Re: storing info in XSL-FO: new issue? [was: Draft TAG Finding:...]

Also sprach Dan Connolly:

 > > Indeed, I believe it is an architectural principle, that the TAG
 > > hopefully one day puts in writing, that XSL-FO elements are at a
 > > different semantic level than (X)HTML, SVG and MathML, and that it is
 > > possible to transform the latter three into the former, but that
 > > putting them in the same document would be counter to the goals of the
 > > semantic Web. In particular, W3C promotes (X)HTML, SVG and MathML as
 > > permanent repositories of information and we expect them to be found
 > > on Web servers, but we don't expect XSL-FO's to be used for anything
 > > else than as a volatile format, that only exists in the milliseconds
 > > between the formatting and the printing of the results.
 > > 
 > > I suggest to fix that sentence by omitting XSL-FOs, or to find a
 > > different example.
 > I'll leave it to the editor(s) to address your suggestion about
 > the text of the finding, but it seems to me that just omitting
 > XSL-FO from that phrase won't address the issue you raise
 > about whether it's appropriate to use XSL-FO to store
 > information.
 > It looks like a new issue.

New to the TAG, but fundamentally it's the old priciple of separating
presentation from content that needs to be confirmed.

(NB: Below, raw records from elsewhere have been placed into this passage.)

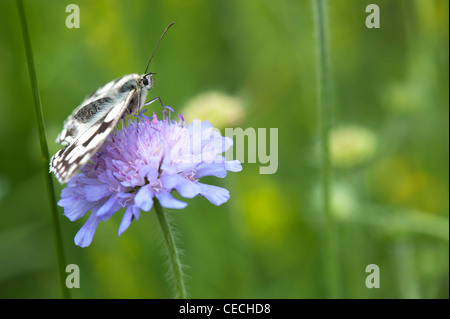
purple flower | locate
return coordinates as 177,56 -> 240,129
58,108 -> 242,247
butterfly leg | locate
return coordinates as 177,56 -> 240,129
143,96 -> 164,109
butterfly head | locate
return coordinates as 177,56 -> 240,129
141,72 -> 155,90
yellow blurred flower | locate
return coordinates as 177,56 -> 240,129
330,126 -> 378,168
182,91 -> 245,128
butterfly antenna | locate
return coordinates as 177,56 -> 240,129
144,22 -> 175,74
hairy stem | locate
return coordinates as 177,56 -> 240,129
154,198 -> 186,299
314,0 -> 342,298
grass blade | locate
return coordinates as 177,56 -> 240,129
16,0 -> 70,298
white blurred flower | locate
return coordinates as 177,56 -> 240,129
182,91 -> 245,128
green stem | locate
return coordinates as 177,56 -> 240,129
154,198 -> 186,299
16,0 -> 70,299
314,0 -> 342,298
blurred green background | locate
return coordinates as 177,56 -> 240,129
0,0 -> 449,298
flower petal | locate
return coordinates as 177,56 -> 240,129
134,184 -> 154,212
96,195 -> 120,221
84,184 -> 111,202
75,213 -> 100,247
155,191 -> 187,209
198,183 -> 230,206
160,174 -> 200,198
195,163 -> 227,178
225,160 -> 242,172
119,205 -> 139,236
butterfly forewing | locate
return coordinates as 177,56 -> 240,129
56,74 -> 139,145
50,89 -> 136,183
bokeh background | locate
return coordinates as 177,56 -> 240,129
0,0 -> 449,298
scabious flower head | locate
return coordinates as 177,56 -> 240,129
58,107 -> 242,247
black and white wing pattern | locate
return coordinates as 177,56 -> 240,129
56,74 -> 139,145
50,89 -> 136,184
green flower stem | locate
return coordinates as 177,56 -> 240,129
16,0 -> 70,299
153,198 -> 186,299
314,0 -> 342,298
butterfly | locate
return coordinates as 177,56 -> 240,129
50,22 -> 174,184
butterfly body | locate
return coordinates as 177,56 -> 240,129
56,74 -> 153,145
50,73 -> 156,183
50,22 -> 173,184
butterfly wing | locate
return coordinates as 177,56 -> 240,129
50,90 -> 136,184
56,74 -> 139,145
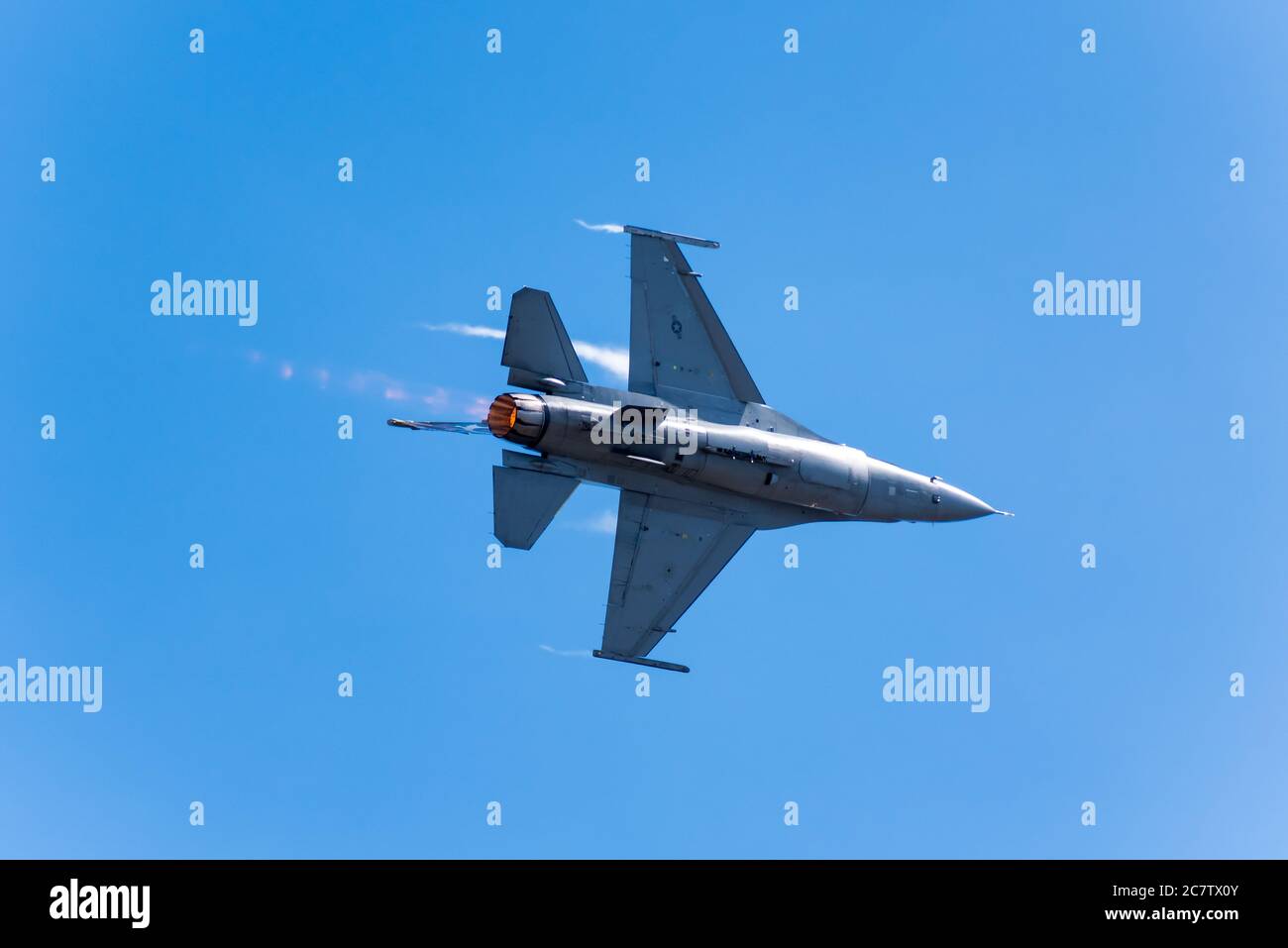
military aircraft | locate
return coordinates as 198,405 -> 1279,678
389,227 -> 1010,673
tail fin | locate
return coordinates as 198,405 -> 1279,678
492,468 -> 579,550
501,286 -> 587,381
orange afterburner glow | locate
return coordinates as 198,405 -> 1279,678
486,395 -> 519,438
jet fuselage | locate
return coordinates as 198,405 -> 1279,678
486,387 -> 999,526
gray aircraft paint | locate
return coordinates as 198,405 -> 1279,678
389,227 -> 1005,671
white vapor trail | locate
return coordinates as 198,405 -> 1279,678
538,645 -> 590,658
421,322 -> 631,378
572,339 -> 631,378
574,218 -> 626,233
424,322 -> 505,339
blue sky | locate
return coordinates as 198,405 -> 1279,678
0,3 -> 1288,858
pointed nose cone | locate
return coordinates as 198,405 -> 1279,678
936,483 -> 1009,520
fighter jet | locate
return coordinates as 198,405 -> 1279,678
389,227 -> 1010,673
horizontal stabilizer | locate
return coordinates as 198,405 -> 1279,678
622,224 -> 720,249
385,419 -> 492,434
501,286 -> 587,381
492,468 -> 579,550
591,648 -> 690,674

The principle has been one of the foundations of the web. For example,
in 1992 Tim Berners-Lee described the design constraints of HTML [1]:

  Logical Markup

  It is required that HTML be a common language between all platforms.
  This implies no device-specific markup, or anything which requires
  control over fonts or colors, for example. This is in keeping with
  the SGML ideal.

Further, the "SGML ideal" is described [2]:

  High level markup

  An SGML document is marked up in a way which says nothing about the
  representation of the document on paper or a screen. A presentation
  program must marge the document with style information in order to
  produce a printed copy. This is invaluable when it comes to
  interchange of documents between different systems, providing
  different views of a document, extracting information about it, and
  for machine processing in general.

In addition to SGML, the same set of views guided the design of Scribe
and LaTex before the web.

After the introduction of the Web, W3C's Style activity has also been
based on the principle of separating presentation from content. 

For example, CSS2 states:

  Style sheets complement structured documents (e.g., HTML and XML
  applications), providing stylistic information for the marked-up

And XSL states:

  An XSL stylesheet processor accepts a document or data in XML and an
  XSL stylesheet and produces the presentation of that XML source
  content that was intended by the designer of that stylesheet.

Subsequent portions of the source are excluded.